1917 is a 2019 epic war film co-written and directed by Sam Mendes. The film stars George MacKay, Dean-Charles Chapman, Mark Strong, Andrew Scott, Richard Madden, Claire Duburcq, Colin Firth, and Benedict Cumberbatch. Based in part on an account told to Mendes by his paternal grandfather, Alfred Mendes, it chronicles the story of two young British soldiers in the spring of 1917 during World War I, who are given a mission to deliver a message warning of an ambush, soon after the German retreat to the Hindenburg Line during Operation Alberich. Thomas Newman composed the film's musical score, while Roger Deakins was the cinematographer. Dennis Gassner and Lee Sandales were responsible for the production design, and Scott Millan, Oliver Tarney, Rachael Tate, Mark Taylor, and Stuart Wilson were responsible for the sound effects.

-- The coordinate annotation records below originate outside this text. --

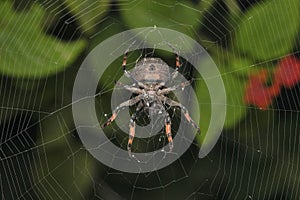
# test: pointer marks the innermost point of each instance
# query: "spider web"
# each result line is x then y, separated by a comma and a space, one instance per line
42, 157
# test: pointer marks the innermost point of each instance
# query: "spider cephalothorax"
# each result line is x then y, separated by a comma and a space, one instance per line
149, 77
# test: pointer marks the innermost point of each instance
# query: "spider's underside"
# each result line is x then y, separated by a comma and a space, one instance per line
149, 77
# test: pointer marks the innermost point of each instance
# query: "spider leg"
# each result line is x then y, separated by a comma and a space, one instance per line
130, 88
177, 63
127, 73
132, 127
183, 110
168, 130
130, 102
173, 88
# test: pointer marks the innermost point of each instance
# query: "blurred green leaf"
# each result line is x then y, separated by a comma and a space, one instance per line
268, 30
26, 51
64, 164
88, 12
235, 108
180, 16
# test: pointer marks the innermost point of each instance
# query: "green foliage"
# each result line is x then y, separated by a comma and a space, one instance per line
88, 12
28, 52
168, 14
62, 156
268, 30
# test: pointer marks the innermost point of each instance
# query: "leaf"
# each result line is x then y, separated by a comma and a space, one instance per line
269, 29
63, 163
25, 51
235, 108
180, 16
88, 12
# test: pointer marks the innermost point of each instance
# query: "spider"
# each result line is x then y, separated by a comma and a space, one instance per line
149, 78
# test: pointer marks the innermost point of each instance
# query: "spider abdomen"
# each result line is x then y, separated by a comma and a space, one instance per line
151, 71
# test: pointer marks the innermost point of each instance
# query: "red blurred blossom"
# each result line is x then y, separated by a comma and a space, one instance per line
287, 73
258, 93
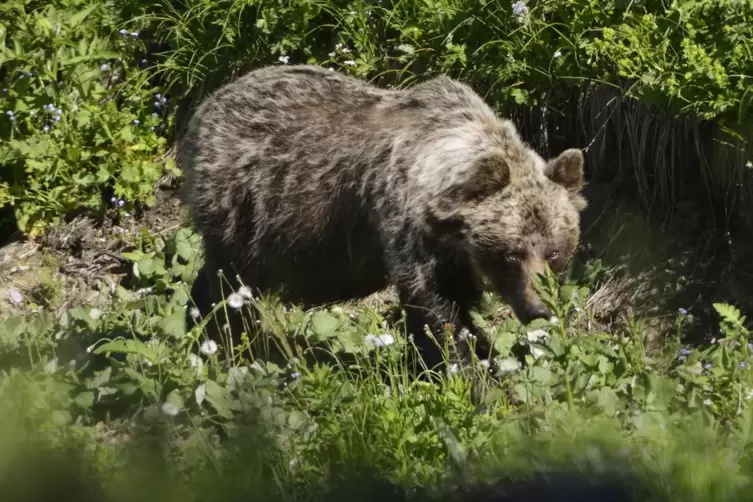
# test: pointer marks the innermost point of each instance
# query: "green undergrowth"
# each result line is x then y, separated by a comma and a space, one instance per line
90, 89
152, 412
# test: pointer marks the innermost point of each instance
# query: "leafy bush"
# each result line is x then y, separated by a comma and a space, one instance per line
82, 129
84, 148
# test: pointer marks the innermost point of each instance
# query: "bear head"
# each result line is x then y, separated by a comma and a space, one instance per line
512, 214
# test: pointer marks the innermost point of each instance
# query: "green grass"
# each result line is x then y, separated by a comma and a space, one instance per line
120, 400
105, 396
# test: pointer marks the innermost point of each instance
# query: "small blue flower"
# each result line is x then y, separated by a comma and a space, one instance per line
520, 9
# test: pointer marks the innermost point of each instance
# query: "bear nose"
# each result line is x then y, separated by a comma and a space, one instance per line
533, 312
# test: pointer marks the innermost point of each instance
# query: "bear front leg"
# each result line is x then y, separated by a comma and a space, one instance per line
430, 310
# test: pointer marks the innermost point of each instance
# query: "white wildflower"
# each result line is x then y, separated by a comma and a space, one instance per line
536, 335
236, 300
15, 297
208, 348
380, 340
520, 9
170, 409
536, 352
200, 393
508, 365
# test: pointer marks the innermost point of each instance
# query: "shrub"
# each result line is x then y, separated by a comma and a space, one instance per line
81, 128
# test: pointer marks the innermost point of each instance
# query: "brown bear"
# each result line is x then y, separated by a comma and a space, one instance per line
323, 188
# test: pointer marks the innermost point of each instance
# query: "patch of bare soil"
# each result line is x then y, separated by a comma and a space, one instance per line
79, 263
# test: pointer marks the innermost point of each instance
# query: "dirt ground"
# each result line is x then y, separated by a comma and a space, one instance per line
79, 263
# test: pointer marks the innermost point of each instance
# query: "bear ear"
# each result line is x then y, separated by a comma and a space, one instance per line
567, 169
488, 173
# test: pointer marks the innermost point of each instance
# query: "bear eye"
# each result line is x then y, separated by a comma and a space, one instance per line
515, 256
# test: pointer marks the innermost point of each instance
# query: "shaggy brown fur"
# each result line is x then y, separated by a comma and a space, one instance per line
324, 188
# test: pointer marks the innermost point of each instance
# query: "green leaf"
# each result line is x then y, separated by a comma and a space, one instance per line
84, 400
324, 324
122, 346
174, 324
217, 397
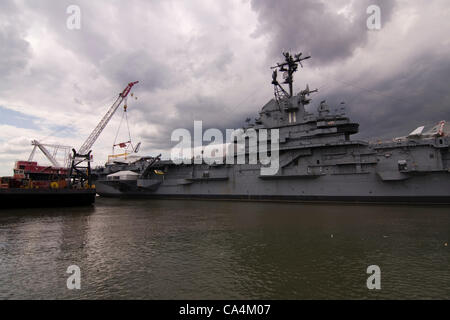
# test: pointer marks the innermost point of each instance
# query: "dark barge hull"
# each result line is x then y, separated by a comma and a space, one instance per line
39, 198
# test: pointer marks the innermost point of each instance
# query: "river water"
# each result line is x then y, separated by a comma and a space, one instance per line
160, 249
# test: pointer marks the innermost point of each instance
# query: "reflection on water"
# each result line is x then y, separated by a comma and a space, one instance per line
225, 250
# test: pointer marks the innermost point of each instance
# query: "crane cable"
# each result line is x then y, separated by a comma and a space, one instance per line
124, 115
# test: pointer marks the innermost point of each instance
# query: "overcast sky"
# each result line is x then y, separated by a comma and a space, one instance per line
209, 60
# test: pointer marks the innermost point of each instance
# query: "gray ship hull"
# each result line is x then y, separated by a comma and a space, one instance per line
364, 187
318, 161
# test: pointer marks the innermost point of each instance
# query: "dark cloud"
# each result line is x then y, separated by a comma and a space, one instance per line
312, 26
15, 51
138, 65
414, 96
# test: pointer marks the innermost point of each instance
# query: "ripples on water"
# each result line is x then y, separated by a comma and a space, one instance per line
225, 250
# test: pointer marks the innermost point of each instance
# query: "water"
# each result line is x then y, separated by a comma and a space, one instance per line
130, 249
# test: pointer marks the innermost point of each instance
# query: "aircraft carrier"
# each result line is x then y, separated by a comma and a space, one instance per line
318, 161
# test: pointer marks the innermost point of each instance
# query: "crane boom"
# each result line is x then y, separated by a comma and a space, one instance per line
102, 124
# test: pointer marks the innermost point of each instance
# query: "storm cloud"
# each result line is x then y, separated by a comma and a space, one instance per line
210, 60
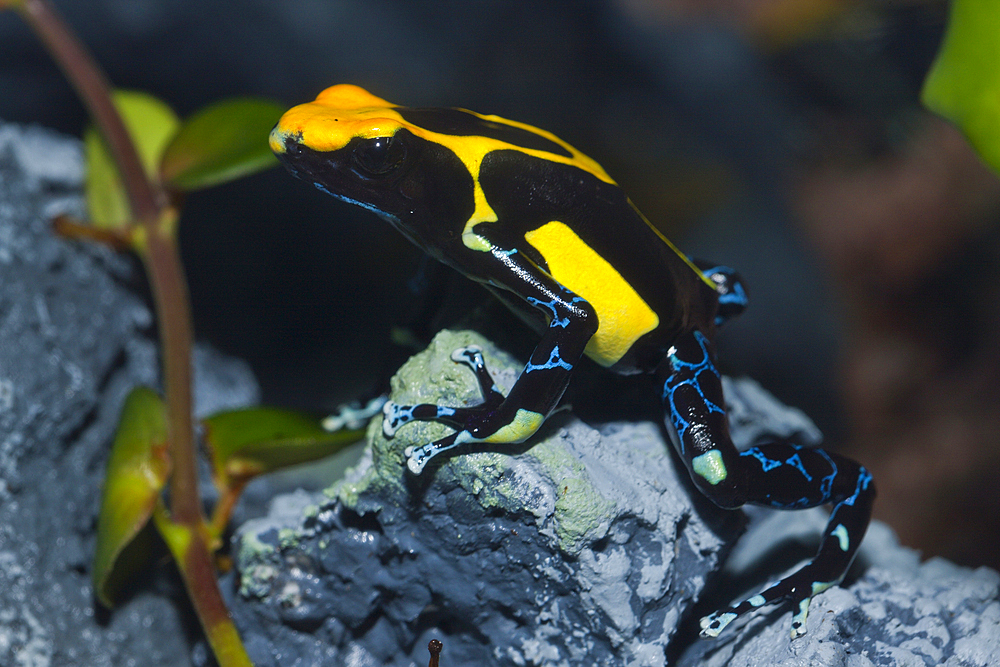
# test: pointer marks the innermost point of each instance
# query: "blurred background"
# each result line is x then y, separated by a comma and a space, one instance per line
782, 137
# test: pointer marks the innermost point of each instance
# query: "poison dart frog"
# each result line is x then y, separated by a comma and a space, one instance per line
545, 228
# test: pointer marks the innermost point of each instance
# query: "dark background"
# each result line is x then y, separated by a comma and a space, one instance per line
782, 138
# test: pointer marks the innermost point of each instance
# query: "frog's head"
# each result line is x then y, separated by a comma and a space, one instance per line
358, 148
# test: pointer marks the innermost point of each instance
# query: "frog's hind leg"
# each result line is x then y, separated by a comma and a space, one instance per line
728, 283
780, 475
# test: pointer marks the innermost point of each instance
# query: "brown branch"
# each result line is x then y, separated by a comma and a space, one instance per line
86, 78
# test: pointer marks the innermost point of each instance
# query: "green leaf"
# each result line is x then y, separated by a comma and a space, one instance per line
964, 82
151, 124
221, 143
137, 470
250, 442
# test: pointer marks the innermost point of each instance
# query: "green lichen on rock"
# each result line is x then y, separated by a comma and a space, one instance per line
580, 514
260, 563
428, 377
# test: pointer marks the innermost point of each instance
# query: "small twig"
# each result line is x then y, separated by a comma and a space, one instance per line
434, 648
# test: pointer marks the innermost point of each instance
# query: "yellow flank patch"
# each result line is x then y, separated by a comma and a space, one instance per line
622, 315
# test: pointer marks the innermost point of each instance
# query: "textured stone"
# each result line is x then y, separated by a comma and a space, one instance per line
581, 548
73, 341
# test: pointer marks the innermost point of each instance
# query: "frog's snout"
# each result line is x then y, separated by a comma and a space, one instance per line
284, 143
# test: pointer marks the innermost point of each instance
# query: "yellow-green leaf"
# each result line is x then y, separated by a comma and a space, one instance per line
250, 442
964, 82
137, 470
221, 143
151, 124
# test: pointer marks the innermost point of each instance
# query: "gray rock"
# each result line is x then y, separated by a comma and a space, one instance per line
581, 548
73, 342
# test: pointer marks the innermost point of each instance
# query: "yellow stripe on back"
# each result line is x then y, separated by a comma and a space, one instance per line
341, 113
623, 317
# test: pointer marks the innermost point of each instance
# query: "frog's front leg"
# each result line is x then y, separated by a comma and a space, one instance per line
516, 417
780, 475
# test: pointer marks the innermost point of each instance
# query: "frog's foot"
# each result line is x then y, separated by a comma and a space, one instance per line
798, 588
352, 416
396, 415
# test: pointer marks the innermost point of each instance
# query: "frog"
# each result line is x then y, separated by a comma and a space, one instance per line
544, 228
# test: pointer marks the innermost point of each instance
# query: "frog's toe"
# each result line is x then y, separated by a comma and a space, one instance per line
416, 459
471, 356
394, 416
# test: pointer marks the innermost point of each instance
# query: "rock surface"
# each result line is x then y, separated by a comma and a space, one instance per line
73, 342
583, 548
899, 611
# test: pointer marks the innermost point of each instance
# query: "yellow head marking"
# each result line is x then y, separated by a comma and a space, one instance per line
336, 116
344, 112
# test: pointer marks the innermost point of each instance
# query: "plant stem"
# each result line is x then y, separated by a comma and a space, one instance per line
155, 240
160, 255
87, 79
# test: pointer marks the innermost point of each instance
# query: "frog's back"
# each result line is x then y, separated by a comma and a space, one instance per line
590, 237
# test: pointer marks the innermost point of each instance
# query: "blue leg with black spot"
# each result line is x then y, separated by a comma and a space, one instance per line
780, 475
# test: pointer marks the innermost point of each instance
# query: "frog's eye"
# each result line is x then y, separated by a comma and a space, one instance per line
379, 155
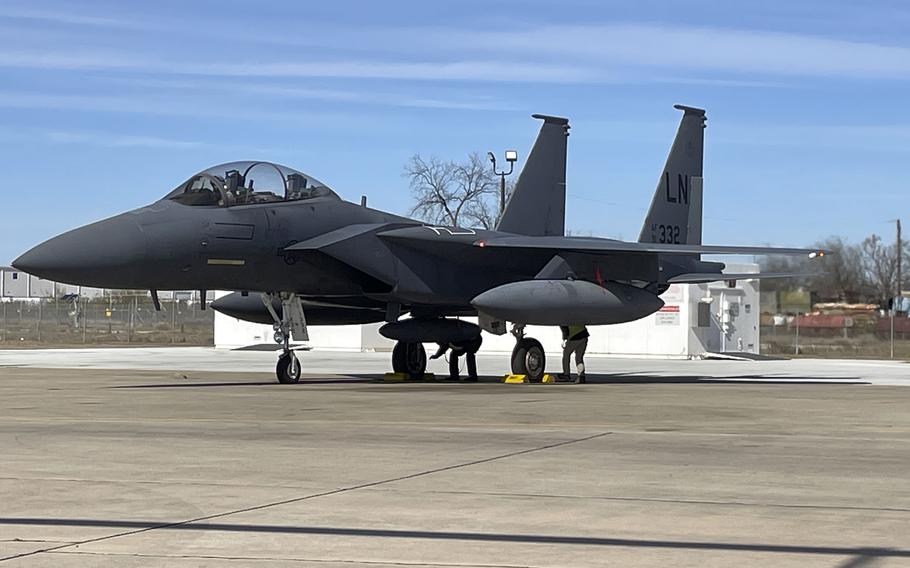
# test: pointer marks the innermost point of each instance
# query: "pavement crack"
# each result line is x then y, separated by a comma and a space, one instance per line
338, 491
287, 559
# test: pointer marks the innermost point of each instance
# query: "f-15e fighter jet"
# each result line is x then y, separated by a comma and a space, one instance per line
298, 255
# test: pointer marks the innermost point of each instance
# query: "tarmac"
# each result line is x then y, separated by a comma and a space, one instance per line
196, 457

After debuting at the Royal Film Performance on 4 December 2019, Universal Pictures initially gave the film a limited release in eleven cinemas in the United States and Canada on 25 December. The film was later given a wide release in the United States and the United Kingdom on 10 January 2020.  1917 grossed a worldwide total of $385 million on a production budget of $95 million. Rotten Tomatoes, a review aggregator, surveyed 445 reviews and judged 89% to be positive.

The film garnered awards and nominations in a variety of categories with particular praise for its direction, cinematography, sound effects, score, and visual effects. It garnered ten nominations at the 92nd Academy Awards including Best Picture, Best Director for Mendes. The film went on to win three awards, including Best Cinematography (Deakins), Best Sound Mixing (Taylor and Wilson), and Best Visual Effects. At the 73rd British Academy Film Awards, 1917 received nine nominations and won seven awards including Best Film, Best Direction, BAFTA Award for Best Cinematography, and BAFTA Award for Best Production Design. The film received three nominations at the 77th Golden Globe Awards, winning two, including Best Motion Picture – Drama and Best Director.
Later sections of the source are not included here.